Montceau – Cantines scolaires, la qualité revient au goût du jour

Que mangent les enfants le midi à la cantine scolaire à Montceau-les-Mines ? D’où viennent les plats et, question primordiale, est-ce bon ?

Exemple à l’école élémentaire Louis Aragon et la maternelle Elsa Triolet à la Saule et une cantine unique pour les deux établissements situés côte à côte.

Suite à un marché public pour six communes, piloté cette fois-ci par Le Creusot, la Sogérès a été retenue pour fournir les plats aux cantines. « La cuisine centrale est situé du côté de Chalon-sur-Saône et prépare environ 10 000 repas par jour d’école » explique Emilie Canaple, diététicienne à la Sogérès, présente à la Saule dans le cadre de la semaine du goût. Elle anime notamment des ateliers pour les enfants autour des épices.

Les plats préparés et refroidis la veille sont acheminés le matin à chaque cantine. A l’heure du repas, deux agents municipaux en l’occurrence à la Saule, réchauffent les plats, « elles font les préparations terminales » ajoute la diététicienne.

Cette année, le cahier des charges stipulait davantage de bio, « nous sommes à 40% de bio et nous privilégions les produits locaux », souligne quant à elle, Laetitia Legard, directrice de la cuisine centrale Sogérès.

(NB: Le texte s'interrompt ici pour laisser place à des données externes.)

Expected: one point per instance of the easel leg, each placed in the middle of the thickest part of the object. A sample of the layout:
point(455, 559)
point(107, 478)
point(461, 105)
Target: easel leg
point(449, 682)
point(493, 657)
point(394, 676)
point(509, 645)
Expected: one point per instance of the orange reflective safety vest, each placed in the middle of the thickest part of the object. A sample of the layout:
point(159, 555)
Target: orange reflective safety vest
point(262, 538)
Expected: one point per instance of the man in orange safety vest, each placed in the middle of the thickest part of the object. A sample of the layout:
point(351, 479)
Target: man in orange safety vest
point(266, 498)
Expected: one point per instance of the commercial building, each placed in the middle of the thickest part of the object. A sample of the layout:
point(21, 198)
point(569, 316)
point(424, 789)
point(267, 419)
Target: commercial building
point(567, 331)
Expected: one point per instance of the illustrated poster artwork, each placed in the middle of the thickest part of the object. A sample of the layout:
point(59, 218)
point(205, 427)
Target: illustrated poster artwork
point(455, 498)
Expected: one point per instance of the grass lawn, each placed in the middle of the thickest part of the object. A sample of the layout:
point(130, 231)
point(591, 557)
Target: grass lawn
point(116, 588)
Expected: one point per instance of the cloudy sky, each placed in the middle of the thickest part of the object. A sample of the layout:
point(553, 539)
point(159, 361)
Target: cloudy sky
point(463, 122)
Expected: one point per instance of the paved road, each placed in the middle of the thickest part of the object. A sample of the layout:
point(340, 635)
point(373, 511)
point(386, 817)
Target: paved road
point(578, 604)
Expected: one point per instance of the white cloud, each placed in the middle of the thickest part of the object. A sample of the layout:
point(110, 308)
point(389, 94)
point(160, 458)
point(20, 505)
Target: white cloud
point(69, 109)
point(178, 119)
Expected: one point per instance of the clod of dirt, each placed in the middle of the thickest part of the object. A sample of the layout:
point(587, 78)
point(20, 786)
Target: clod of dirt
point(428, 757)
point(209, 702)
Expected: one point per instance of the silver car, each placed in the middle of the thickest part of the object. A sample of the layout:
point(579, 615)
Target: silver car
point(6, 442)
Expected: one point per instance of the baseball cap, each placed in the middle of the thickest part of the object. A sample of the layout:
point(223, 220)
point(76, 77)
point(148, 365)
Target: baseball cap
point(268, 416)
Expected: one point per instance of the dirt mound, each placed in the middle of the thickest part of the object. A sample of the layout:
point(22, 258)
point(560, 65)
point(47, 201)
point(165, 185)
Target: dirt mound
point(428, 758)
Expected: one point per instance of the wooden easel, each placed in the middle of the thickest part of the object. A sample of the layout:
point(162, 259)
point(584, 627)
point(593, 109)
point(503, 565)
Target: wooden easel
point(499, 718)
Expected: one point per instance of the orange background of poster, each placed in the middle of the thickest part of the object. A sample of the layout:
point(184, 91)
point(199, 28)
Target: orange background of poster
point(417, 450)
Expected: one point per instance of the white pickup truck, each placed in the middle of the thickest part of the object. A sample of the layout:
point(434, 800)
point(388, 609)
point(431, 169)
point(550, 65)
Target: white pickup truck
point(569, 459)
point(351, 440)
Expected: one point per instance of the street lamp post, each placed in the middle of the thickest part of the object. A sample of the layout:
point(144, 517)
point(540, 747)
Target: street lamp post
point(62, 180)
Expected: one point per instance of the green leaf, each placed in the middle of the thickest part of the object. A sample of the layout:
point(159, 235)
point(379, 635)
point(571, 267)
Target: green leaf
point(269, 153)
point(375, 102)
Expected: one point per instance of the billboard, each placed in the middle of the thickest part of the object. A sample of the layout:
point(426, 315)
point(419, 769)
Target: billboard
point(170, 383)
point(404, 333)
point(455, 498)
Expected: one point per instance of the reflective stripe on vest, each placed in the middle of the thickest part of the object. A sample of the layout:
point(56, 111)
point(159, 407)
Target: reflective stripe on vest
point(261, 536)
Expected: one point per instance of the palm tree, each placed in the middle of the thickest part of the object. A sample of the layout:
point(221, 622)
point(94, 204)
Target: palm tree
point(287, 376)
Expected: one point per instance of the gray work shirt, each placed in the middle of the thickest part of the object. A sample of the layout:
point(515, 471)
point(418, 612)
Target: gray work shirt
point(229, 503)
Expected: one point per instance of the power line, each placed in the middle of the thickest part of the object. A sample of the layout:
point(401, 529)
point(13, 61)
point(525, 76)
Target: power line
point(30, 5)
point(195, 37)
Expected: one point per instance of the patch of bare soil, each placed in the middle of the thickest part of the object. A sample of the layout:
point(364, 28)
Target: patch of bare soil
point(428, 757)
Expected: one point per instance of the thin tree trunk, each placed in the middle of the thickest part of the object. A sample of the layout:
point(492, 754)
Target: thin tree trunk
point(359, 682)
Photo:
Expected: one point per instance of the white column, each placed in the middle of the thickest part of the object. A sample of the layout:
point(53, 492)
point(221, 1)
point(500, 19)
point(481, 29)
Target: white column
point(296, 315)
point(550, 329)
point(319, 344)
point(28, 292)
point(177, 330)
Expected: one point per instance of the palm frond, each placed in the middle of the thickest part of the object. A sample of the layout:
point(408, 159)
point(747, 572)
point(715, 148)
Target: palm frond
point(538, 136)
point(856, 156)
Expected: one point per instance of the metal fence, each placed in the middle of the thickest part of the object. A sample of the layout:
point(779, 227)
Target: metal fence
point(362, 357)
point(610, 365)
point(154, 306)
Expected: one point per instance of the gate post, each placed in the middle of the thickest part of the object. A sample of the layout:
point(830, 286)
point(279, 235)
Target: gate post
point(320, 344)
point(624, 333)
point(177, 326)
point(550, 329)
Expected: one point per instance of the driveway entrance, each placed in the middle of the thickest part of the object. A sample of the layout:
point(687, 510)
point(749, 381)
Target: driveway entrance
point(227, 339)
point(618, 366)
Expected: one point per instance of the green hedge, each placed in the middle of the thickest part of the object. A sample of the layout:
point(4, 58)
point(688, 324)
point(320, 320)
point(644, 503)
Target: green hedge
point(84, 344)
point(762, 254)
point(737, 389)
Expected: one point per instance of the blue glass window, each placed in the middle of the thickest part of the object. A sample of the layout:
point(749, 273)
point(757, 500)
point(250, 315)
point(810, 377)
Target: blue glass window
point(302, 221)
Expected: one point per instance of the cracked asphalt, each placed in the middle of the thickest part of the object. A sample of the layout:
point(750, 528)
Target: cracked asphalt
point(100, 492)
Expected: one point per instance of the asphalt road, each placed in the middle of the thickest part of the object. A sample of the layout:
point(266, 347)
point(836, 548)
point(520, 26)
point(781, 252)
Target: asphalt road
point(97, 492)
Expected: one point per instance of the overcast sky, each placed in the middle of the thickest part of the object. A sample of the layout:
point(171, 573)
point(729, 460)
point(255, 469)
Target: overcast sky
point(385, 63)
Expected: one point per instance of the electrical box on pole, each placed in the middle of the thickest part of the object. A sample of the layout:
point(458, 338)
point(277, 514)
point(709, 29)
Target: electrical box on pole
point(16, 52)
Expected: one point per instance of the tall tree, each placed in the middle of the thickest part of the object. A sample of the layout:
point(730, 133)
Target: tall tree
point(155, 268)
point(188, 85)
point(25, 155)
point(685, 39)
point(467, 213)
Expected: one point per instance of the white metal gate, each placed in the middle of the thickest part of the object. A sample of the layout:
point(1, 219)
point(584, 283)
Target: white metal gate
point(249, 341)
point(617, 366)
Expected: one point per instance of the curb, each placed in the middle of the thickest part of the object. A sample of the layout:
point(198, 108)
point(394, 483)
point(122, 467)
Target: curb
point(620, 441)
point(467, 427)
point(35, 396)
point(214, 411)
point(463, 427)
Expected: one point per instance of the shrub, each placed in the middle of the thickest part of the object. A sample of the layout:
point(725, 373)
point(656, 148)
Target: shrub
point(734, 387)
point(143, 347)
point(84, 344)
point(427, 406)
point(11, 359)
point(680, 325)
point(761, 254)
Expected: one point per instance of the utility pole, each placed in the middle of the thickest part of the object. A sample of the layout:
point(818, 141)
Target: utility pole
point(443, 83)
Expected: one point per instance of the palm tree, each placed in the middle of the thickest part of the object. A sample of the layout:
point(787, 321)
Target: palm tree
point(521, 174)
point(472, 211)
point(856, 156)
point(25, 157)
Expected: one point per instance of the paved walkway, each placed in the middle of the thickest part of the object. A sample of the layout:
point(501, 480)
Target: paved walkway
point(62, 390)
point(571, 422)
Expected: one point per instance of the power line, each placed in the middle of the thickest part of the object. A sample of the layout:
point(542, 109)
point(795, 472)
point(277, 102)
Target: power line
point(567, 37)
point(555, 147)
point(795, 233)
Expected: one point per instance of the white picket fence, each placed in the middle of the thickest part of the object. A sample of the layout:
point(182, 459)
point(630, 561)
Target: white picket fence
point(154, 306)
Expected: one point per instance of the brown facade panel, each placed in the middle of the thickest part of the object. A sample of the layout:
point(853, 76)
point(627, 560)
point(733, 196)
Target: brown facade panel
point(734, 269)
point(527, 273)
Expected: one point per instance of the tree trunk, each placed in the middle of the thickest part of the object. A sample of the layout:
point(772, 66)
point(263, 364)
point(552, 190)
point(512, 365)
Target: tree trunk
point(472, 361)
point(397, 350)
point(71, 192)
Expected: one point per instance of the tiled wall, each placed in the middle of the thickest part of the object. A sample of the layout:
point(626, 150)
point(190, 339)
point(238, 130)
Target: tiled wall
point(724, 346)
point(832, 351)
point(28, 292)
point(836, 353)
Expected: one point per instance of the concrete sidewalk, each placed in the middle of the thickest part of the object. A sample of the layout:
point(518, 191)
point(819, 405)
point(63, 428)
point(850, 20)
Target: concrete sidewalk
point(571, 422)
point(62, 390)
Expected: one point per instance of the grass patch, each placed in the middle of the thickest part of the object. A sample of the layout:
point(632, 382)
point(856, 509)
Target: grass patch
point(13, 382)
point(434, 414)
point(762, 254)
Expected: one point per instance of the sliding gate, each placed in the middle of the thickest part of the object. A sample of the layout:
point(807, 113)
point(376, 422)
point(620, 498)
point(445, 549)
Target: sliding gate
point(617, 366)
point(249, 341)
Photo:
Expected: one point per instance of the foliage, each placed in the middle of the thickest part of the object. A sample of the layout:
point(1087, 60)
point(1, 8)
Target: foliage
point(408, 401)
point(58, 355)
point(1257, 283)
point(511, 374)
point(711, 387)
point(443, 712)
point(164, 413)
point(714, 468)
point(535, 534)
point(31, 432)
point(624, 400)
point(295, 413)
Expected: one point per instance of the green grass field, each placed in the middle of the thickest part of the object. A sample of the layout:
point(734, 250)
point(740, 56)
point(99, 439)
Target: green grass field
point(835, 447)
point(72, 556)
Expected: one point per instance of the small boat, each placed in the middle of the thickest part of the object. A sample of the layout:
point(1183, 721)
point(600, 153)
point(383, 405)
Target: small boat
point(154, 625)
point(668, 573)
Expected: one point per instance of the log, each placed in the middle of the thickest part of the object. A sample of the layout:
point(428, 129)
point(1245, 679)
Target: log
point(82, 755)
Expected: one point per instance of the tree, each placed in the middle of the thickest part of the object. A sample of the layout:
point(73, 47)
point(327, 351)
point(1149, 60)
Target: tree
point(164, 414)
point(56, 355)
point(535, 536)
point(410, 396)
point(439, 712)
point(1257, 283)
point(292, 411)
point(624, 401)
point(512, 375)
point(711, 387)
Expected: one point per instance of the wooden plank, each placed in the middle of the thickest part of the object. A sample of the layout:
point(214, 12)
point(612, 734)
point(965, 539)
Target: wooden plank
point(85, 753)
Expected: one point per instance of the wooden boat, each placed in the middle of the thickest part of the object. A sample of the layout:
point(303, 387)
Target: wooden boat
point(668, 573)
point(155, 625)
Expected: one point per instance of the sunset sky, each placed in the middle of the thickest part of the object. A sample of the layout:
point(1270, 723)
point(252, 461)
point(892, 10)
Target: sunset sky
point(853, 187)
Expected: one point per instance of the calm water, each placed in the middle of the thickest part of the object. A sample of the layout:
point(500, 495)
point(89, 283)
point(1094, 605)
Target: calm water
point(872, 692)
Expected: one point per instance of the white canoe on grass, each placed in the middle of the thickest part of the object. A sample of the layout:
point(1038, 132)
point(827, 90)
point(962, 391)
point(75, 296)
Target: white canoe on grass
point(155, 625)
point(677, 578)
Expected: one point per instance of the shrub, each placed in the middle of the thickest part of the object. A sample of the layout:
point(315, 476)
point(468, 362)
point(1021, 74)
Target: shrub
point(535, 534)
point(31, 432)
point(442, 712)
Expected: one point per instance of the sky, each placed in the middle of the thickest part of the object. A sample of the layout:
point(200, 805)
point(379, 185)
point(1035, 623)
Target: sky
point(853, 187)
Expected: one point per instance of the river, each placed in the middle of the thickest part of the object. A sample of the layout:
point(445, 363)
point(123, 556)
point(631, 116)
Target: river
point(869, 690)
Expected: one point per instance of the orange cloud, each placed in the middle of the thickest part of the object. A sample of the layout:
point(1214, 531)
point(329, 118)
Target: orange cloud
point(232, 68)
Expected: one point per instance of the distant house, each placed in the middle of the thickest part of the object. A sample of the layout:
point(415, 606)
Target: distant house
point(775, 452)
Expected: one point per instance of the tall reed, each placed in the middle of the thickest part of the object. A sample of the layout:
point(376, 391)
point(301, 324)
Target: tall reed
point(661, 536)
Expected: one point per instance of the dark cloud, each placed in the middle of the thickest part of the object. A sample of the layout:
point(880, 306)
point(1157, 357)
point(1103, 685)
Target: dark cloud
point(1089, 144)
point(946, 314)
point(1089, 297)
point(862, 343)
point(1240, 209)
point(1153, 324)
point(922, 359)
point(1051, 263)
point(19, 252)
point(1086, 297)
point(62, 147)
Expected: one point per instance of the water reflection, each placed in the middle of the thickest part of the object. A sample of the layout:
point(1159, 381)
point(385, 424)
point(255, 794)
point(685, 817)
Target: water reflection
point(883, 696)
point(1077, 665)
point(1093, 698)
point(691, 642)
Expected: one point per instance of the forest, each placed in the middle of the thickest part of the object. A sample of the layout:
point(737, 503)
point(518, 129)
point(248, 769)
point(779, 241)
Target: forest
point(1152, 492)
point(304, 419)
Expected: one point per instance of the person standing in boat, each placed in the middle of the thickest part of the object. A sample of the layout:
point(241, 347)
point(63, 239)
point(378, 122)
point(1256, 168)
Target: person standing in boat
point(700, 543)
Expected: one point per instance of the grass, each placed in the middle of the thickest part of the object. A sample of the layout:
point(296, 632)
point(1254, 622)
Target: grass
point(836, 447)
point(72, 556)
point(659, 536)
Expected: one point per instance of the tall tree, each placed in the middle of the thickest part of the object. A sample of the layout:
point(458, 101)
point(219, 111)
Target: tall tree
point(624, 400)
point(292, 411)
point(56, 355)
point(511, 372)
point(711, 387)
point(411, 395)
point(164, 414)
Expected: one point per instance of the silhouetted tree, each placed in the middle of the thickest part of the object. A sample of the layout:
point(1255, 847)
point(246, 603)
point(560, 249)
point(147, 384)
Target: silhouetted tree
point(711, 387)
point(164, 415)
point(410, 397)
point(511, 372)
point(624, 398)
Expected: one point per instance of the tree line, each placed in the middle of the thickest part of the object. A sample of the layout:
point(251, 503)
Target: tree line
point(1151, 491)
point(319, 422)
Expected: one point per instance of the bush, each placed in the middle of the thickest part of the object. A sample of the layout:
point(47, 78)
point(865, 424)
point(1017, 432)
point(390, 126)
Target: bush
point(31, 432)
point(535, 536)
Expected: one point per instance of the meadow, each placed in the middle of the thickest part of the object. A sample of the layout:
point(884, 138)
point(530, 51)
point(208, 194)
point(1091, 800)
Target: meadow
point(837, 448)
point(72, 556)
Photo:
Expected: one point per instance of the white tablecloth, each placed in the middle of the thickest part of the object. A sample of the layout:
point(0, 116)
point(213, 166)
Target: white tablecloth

Dans l’assiette chaque jour d’école, deux possibilités, un menu standart avec viande ou poisson et un menu végétarien et en moyenne entre 80 à 85 enfants à table.

Le haricot vert, un véritable dilemme pour les enfants

Le plus frappant dans cette cantine installée à Louis Aragon, avant même de lever la fourchette, c’est cette impression de calme, tous les bruits sont comme adoucis, voire neutralisés. « Tout a été pensé dans ce sens quand nous avons rénové les lieux » rapporte Marie-Thérèse Frizot, adjointe à l’éducation. Insonorisation, sol et dessus de table antibruit et des élèves particulièrement sages aussi.

Et alors, la cuisine Sogérès, c’est bon ? A voir les assiettes vides après l’entrée (oeuf pour le végétarien et rillette de colin et sardine en standart), la réponse est oui. La saucisse de Francfort est égale à elle-même, les haricots verts, croquants _ comme au resto _ ou du boulgour sont cependant diversement appréciés.

Pourquoi tu ne manges pas les haricots ? « Je n’aime pas ça ».

Et chez toi, tu en manges ? « Oui, maman m’oblige à les manger ».

Equilibré, varié, « nous proposons parfois du pot au feu » précise Laetitia Legard, la nourriture d’aujourd’hui est davantage appétissante qu’il fut un temps. Quant au goût des enfants, il est et restera toujours une question d’éducation gustative.

Dernier point à noter, le coût d’un repas. Il est de 2.92 € avec la possibilité d’une prise charge entre 70 et 95% par le CCAS.

Jean Bernard

LES APPROVISIONNEMENTS

Sont à 60% des produits locaux dans un rayon de 200 km. Le boeuf est charolais, la volaille de Louhans, les oeufs de Sanvignes, le laitage de la Laitière de Bourgogne (à côté de Beaune), les fromages de chez Girard à Torcy et Chevenet à Urigny, les légumes et fruits d’un grossiste chalonnais, les légumes bio de Mona Lisa, une coopérative à côté de Dijon, le pain de la boulangerie Jaillet à Montceau.